Он рассмеялся так принужденно и неестественно, что Поле стало его мучительно жаль. Она вдруг представила серую сентябрьскую Москву-реку, номер-люкс, обставленный с холодным безупречным вкусом, «встречающих лиц» с фальшивыми улыбками…

— Знаешь, я, пожалуй, приеду, — проговорила она еще не совсем уверенно. — Я, наверное, даже точно приеду, но ненадолго и просто как друг…

Стоило Поле повесить трубку, как из комнаты тут же выплыла Ксюха со свеженакрашенными ногтями.

— Вау! — промурлыкала она, вытягивая губы трубочкой и критически рассматривая ярко-зеленый лак, — что я слышала? Сегодня у тебя дружественный визит к Алеку Стеффери? Любовь не умерла, и прекрасный принц приперся в Россию?.. Слушай, что у тебя с ним было, в конце концов?

— Оксана! — гневно одернула мать, мгновенно покрывшаяся багровыми пятнами.

— А что Оксана? Что я такого спросила? Мне же просто интересно, какие у нашей Польки перспективы? Может, она замуж за него выйдет и в Штаты уедет, как Андрейченко?

— Прекрати меня бесить! — Поля так яростно дернула за шнурок кроссовки, что чуть не сломала ноготь. — Ты же знаешь, как я ненавижу разговоры на эту тему! Я тебя, кажется, уже сто раз просила…

— О! Психическая! — Ксюха, состроив многозначительную физиономию, подняла кверху указательный палец. — Все! Замолкаю, замолкаю, замолкаю…

— Нет, ну как же ты с сестрой разговариваешь? — мама всплеснула руками. — Поля, между прочим, на шесть лет старше тебя! Надо же, слово-то какое выкопала! «Психическая»!..

Продолжая что-то ворчать себе под нос, она удалилась в ванную и уже оттуда донеслось задумчивое:

— Хотя я не представляю, как в мое время посмотрели бы на девушку, отказавшуюся встречаться с Кларком Гейблом…

Свернув в трубочку пластиковый пакет, Поля выскочила на улицу.

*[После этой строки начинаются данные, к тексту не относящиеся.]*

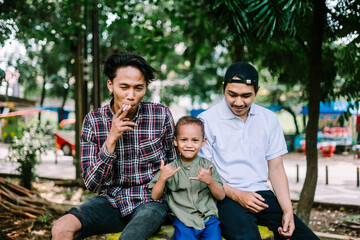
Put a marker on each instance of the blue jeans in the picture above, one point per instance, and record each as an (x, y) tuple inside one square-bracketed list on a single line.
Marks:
[(210, 232), (239, 223), (97, 216)]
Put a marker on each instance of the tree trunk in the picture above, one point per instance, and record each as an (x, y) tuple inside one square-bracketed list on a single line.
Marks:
[(315, 77), (293, 114), (43, 91)]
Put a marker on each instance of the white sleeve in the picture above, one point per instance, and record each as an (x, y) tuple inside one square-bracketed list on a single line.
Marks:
[(276, 142), (206, 151)]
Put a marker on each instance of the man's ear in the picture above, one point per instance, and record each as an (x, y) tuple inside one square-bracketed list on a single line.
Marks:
[(204, 141), (257, 90), (109, 85)]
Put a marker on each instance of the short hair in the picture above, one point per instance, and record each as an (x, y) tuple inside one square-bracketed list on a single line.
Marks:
[(245, 72), (124, 59), (186, 120)]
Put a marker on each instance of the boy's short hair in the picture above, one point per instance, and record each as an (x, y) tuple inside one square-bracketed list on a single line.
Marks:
[(186, 120)]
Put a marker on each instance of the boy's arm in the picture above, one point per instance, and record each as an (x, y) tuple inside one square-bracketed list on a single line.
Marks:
[(158, 189), (280, 186), (166, 172), (205, 176)]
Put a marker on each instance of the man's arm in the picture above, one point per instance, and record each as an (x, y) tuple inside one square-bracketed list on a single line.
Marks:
[(96, 160), (168, 138), (280, 186), (249, 200)]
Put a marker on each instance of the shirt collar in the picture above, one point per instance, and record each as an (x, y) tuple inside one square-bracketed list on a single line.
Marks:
[(226, 112), (186, 165)]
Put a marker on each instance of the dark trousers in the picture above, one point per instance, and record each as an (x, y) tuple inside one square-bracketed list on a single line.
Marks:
[(239, 223), (97, 216)]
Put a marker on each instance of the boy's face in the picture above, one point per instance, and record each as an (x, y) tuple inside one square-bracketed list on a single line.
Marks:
[(189, 140), (128, 87)]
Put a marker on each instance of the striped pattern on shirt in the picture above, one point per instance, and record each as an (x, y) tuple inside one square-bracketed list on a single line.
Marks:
[(123, 176)]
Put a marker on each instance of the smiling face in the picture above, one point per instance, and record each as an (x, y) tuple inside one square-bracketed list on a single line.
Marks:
[(128, 87), (189, 140), (239, 98)]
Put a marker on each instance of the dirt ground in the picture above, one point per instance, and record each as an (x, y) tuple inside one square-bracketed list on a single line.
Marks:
[(330, 219)]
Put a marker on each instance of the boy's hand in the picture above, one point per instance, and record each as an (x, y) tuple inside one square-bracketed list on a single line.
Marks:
[(204, 175), (288, 225), (167, 171)]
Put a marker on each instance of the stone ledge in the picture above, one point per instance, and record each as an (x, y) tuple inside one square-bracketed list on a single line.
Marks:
[(166, 232)]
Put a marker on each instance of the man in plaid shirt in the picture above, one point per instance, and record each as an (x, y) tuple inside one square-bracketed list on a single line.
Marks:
[(122, 145)]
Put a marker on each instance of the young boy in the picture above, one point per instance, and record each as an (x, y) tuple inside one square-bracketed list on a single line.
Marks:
[(191, 184)]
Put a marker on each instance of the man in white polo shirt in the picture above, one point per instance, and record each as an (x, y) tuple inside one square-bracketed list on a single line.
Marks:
[(246, 144)]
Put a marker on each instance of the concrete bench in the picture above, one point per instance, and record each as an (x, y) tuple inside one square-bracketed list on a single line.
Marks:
[(166, 232)]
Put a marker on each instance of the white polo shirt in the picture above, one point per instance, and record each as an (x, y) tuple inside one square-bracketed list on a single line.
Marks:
[(239, 150)]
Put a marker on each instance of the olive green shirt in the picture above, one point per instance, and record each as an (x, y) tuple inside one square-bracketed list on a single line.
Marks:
[(190, 200)]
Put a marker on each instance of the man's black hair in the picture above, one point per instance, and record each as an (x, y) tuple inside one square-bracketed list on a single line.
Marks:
[(118, 60)]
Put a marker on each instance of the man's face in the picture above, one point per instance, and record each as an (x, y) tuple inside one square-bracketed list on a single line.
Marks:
[(239, 97), (128, 87), (189, 140)]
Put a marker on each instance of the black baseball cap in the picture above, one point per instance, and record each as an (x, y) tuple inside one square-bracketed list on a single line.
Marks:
[(246, 73)]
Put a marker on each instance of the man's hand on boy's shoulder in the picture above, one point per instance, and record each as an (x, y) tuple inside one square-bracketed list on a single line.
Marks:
[(204, 175), (167, 171)]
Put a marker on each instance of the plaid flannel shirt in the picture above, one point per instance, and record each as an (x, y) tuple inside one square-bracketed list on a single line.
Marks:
[(123, 176)]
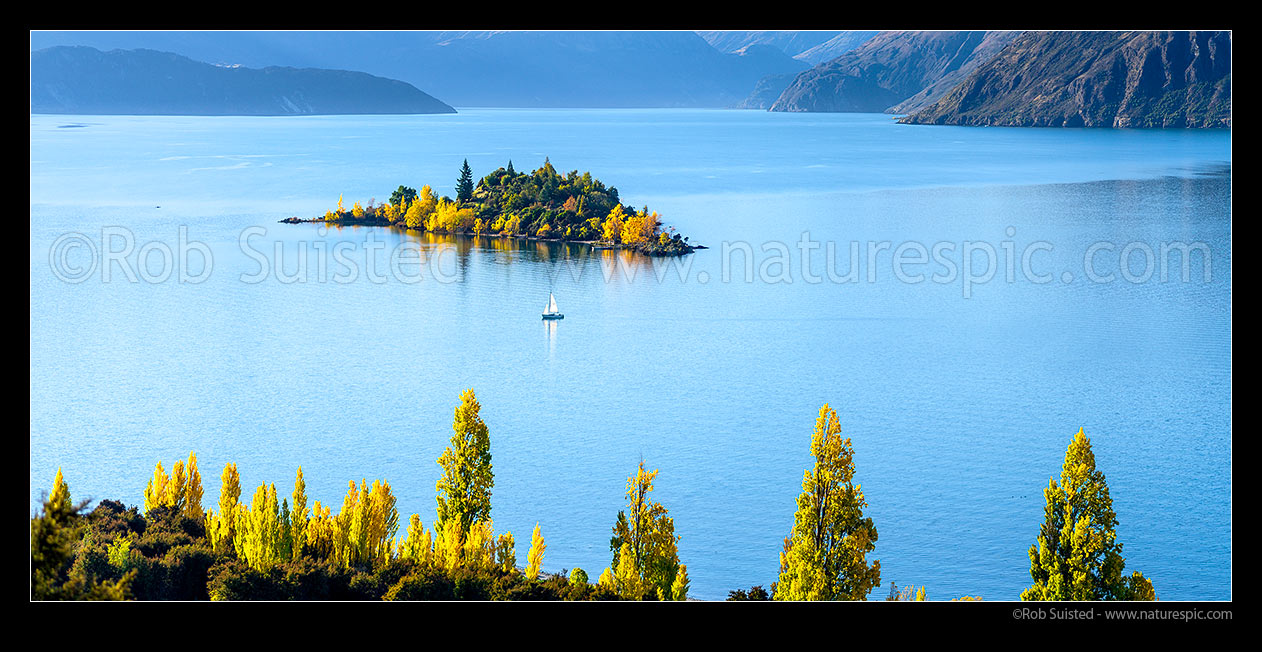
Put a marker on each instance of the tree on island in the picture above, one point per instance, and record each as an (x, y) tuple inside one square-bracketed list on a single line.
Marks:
[(1077, 556), (403, 196), (465, 184), (825, 555)]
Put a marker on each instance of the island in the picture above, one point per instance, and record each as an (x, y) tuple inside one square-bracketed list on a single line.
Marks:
[(542, 204)]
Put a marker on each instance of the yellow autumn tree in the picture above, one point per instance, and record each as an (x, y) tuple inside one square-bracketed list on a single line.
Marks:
[(299, 516), (221, 526), (259, 530), (193, 491), (640, 228), (535, 558), (157, 492), (467, 479), (644, 544), (61, 494), (365, 529), (417, 544), (612, 228), (824, 556), (1077, 555)]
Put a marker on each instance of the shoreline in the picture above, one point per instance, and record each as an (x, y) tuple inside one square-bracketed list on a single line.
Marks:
[(595, 244)]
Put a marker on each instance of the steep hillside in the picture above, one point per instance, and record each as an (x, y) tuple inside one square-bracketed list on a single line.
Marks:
[(80, 80), (1097, 80)]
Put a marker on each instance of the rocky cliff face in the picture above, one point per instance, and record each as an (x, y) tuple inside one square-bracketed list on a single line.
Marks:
[(894, 71), (1096, 80)]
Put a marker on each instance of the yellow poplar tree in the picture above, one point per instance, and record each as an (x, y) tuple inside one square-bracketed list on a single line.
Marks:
[(825, 555), (155, 492), (465, 486), (61, 496), (193, 489), (417, 545), (221, 526), (506, 553), (259, 530), (300, 515), (1077, 555), (612, 228), (535, 558), (645, 532)]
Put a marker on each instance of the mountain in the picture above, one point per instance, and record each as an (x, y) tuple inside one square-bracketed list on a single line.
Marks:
[(490, 68), (1097, 78), (834, 47), (891, 71), (81, 80), (766, 91), (810, 47)]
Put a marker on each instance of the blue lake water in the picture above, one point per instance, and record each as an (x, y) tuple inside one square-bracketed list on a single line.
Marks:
[(959, 391)]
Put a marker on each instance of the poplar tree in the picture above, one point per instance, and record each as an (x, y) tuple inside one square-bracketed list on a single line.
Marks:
[(193, 489), (535, 558), (465, 486), (644, 544), (61, 494), (1077, 555), (824, 556), (221, 526), (299, 516)]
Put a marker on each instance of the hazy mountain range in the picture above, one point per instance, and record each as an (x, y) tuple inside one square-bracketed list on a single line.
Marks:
[(1097, 78), (81, 80), (972, 77), (1031, 78), (489, 68)]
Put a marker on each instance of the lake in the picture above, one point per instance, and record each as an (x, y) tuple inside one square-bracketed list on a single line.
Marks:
[(964, 298)]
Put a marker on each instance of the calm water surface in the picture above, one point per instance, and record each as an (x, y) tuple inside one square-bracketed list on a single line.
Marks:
[(959, 397)]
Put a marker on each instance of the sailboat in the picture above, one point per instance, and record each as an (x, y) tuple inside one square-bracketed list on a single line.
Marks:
[(550, 312)]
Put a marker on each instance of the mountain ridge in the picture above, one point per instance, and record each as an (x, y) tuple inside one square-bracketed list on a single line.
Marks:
[(1096, 80), (86, 81)]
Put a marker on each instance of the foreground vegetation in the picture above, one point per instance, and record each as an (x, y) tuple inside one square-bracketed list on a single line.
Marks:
[(278, 547), (543, 204)]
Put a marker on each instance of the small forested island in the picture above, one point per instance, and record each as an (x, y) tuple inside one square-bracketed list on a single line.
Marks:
[(543, 204)]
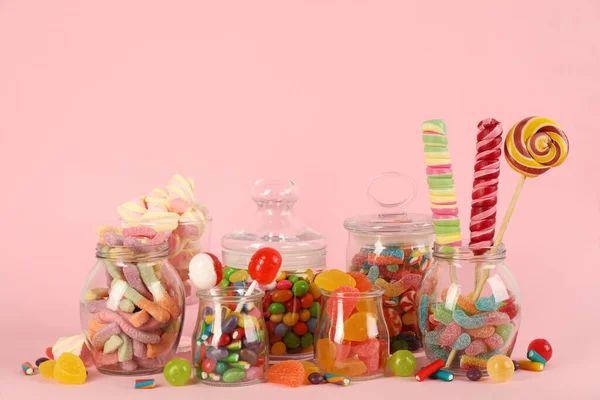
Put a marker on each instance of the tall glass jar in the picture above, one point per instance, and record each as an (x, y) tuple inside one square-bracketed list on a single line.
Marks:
[(291, 303), (132, 309), (352, 338), (392, 248), (230, 348), (469, 307)]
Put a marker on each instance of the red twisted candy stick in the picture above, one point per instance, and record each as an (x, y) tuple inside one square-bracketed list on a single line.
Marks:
[(485, 184)]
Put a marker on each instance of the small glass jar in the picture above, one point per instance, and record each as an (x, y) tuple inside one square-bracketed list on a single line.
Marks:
[(352, 337), (392, 248), (291, 304), (469, 307), (132, 309), (230, 348)]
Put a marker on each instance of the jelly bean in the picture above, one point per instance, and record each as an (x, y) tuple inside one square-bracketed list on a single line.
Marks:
[(500, 368), (276, 308), (281, 296), (278, 348), (300, 288), (291, 340), (307, 340), (474, 374), (304, 314), (542, 347)]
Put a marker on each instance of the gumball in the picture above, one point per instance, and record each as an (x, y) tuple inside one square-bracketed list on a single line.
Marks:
[(177, 372), (402, 363), (264, 265), (500, 368), (542, 347)]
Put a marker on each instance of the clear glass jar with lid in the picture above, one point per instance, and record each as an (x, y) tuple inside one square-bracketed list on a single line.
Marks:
[(291, 303), (393, 249)]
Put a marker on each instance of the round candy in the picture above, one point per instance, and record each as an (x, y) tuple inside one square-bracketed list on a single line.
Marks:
[(500, 368), (474, 374), (542, 347), (177, 371), (402, 363), (264, 265)]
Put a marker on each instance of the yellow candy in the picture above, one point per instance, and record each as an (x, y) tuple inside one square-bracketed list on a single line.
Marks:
[(47, 369), (278, 348), (334, 278)]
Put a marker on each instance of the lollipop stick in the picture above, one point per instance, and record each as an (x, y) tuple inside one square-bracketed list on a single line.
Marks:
[(251, 288), (500, 236)]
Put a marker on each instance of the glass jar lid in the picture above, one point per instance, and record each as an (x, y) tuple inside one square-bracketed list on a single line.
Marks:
[(392, 219), (275, 226)]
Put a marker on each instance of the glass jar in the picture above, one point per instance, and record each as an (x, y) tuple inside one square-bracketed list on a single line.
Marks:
[(469, 307), (392, 248), (230, 349), (352, 337), (132, 309), (291, 304)]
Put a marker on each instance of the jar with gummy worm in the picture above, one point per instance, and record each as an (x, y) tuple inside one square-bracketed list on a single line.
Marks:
[(392, 248), (291, 303), (132, 308)]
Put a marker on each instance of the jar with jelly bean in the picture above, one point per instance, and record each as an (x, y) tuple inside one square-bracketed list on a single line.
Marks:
[(352, 337), (230, 347), (291, 304), (469, 307), (132, 309), (392, 248)]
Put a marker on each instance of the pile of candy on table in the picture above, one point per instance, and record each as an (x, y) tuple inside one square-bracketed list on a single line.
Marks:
[(401, 293)]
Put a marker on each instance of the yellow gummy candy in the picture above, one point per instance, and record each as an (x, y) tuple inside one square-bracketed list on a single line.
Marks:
[(47, 369), (69, 369)]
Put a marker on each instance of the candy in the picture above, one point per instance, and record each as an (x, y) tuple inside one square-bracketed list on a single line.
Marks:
[(428, 370), (500, 368), (69, 369), (144, 384), (402, 363), (528, 365), (288, 373), (542, 347)]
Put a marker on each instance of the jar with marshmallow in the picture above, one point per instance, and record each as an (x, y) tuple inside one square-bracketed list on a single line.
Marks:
[(292, 301), (132, 305)]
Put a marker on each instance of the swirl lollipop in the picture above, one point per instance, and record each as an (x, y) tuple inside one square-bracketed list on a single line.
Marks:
[(533, 146)]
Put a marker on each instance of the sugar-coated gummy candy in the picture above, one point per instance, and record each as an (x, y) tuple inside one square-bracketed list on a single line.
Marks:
[(288, 373), (500, 368)]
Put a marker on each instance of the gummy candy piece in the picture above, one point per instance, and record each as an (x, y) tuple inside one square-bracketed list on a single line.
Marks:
[(363, 283), (69, 369), (360, 326), (350, 368), (288, 373), (334, 278), (47, 369)]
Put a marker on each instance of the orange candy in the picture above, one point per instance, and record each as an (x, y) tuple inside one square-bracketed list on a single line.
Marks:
[(288, 373)]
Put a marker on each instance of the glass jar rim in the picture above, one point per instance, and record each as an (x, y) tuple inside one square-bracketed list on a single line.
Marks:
[(482, 253), (375, 291), (223, 295)]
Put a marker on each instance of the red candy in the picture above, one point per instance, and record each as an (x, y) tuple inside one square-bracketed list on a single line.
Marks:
[(542, 347), (264, 266)]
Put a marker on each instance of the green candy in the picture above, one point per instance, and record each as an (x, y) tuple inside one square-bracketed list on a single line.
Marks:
[(233, 375), (307, 340), (315, 309), (300, 288), (291, 340), (276, 308)]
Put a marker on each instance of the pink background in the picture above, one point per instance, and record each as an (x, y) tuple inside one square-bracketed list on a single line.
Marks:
[(101, 101)]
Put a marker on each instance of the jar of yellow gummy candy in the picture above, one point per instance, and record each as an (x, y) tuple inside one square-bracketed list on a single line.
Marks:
[(230, 348), (469, 307), (352, 336), (132, 309), (392, 248), (291, 302)]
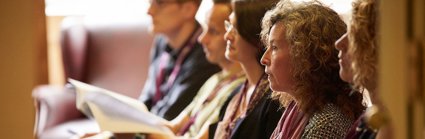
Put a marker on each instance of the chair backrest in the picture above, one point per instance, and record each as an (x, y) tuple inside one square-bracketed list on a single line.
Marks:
[(109, 54)]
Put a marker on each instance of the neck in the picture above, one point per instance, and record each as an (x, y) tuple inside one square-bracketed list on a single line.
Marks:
[(374, 95), (179, 36), (229, 67), (253, 71)]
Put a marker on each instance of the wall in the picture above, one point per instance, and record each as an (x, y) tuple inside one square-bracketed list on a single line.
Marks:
[(22, 64)]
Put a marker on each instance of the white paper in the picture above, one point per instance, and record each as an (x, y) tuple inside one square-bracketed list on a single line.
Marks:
[(118, 113)]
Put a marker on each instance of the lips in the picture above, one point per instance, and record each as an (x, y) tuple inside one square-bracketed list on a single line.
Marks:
[(229, 45)]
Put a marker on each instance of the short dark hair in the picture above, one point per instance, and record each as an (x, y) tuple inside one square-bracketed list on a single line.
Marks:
[(248, 15)]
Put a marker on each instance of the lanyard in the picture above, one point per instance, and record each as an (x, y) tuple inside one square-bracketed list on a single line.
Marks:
[(164, 60), (212, 95)]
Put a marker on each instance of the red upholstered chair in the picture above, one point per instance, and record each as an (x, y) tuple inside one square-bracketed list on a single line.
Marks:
[(112, 54)]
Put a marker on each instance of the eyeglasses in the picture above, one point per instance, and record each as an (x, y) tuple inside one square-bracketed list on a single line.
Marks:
[(228, 26), (161, 3)]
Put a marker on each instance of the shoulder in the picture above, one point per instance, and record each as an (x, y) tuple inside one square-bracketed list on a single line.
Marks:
[(330, 122)]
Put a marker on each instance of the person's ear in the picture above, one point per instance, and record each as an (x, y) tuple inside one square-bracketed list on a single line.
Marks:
[(189, 9)]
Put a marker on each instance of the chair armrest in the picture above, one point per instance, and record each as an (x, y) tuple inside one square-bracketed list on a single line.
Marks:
[(54, 105)]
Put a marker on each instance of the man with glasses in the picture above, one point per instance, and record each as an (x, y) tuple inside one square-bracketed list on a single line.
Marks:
[(178, 64)]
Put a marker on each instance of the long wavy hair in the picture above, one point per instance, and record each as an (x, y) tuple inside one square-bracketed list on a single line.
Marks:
[(363, 43), (315, 69)]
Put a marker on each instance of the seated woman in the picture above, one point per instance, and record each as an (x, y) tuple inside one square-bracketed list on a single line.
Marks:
[(301, 60), (195, 119), (251, 114), (359, 60)]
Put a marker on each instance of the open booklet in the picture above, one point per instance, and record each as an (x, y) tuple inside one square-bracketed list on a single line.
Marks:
[(117, 113)]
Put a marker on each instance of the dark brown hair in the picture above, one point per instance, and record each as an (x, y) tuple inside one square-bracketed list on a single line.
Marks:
[(363, 43)]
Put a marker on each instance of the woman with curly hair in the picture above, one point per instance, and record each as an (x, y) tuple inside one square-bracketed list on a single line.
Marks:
[(358, 61), (250, 114), (301, 61)]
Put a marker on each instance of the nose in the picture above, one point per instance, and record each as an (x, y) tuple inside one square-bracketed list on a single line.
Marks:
[(265, 60), (203, 38), (228, 35), (151, 9), (342, 43)]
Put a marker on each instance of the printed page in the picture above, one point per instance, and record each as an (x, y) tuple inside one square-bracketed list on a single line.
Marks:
[(117, 113)]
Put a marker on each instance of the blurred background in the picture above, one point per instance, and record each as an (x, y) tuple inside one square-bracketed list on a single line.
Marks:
[(30, 54)]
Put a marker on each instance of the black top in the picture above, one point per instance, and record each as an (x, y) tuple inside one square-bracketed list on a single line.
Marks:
[(260, 122), (195, 70)]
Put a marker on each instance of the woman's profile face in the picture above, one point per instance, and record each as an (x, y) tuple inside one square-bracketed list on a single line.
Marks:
[(345, 71), (277, 60), (238, 49)]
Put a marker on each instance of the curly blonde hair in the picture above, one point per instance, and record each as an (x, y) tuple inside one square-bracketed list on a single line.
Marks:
[(363, 43), (315, 69)]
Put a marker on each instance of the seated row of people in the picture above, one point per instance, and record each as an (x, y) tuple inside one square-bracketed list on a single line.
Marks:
[(281, 76)]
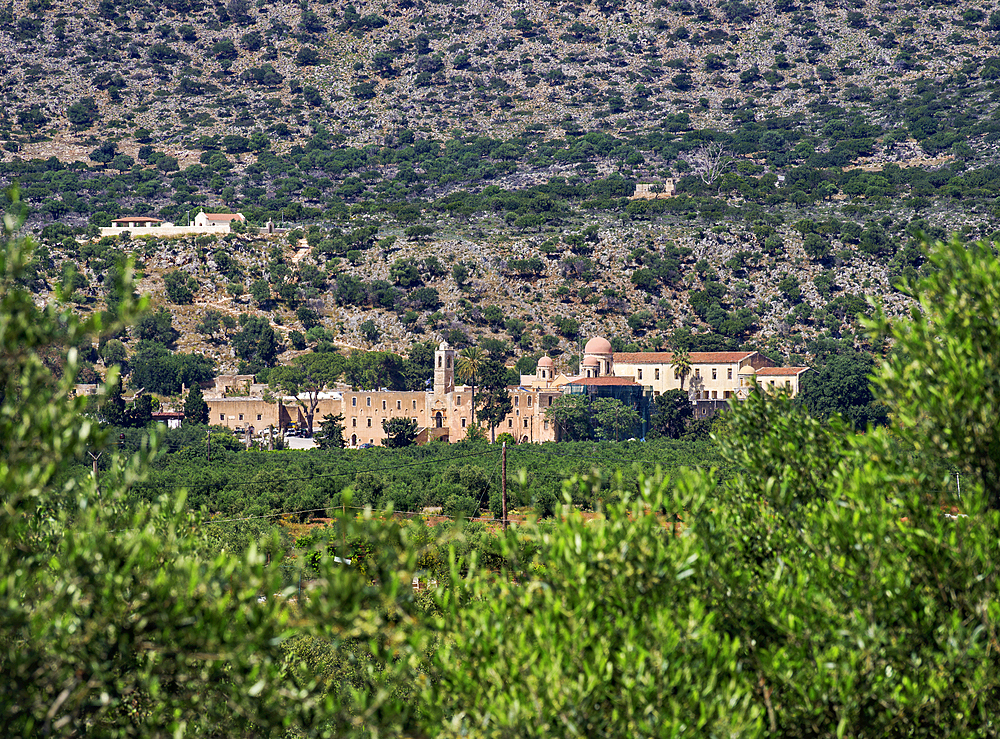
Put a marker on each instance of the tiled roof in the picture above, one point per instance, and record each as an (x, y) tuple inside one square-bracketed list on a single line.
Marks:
[(604, 381), (780, 371), (667, 357)]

Во второй половине дня стало теплее, и она почувствовала, что в кардигане даже жарко. Солнце ярким сочным светом заливало детскую площадку, изуродованную кое-где горбатыми гаражами-ракушками. Она села на лавочку и закурила. Мысли, роящиеся в голове, были неясными и смутными. С одной стороны, она понимала, что не надо идти на этот банкет, пусть даже в качестве «российского друга», а с другой — какое-то шестое чувство подсказывало ей, что все будет хорошо…

…На Рублево-Успенское шоссе Поля добралась только-только к пяти часам. Почему-то никак не ловилось такси до «Царской охоты». Она в своих серых лодочках на девятисантиметровой шпильке чуть ли не полчаса простояла на обочине, прежде чем водитель пронзительно красного «жигуленка» согласился подбросить ее туда. Всю дорогу он беспрерывно болтал и иронизировал над собственной машиной, имеющей на самом деле вид довольно непрезентабельный.

— К такому ресторану на шестисотом «мерсе» надо подъезжать, правильно? — вопрошал он, оглядываясь через плечо на заднее сиденье. — А то что же это такое получается! Красивая женщина в красивой одежде выходит из какого-то ободранного «динозавра»?.. Эх, друг, — он ласково проводил ладонью по рулевому колесу, — сдам я тебя когда-нибудь в металлолом! Вот попомни мои слова — сдам!..

— А вы когда-нибудь ужинали в «Царской охоте»? — поинтересовалась Поля, когда они уже выехали на финальную прямую.

— А вы? — ответил водитель вопросом на вопрос.

— А что, не похоже?

— Честно говоря, не очень… Но это вам только плюс! Я ведь что про этот ресторан слышал: там, говорят, правительственные делегации принимают, иностранных гостей всяких, а из наших там только «новые русские» кушают. Так вот, на даму из этого общества вы совсем не похожи. Взгляд у вас не сытый!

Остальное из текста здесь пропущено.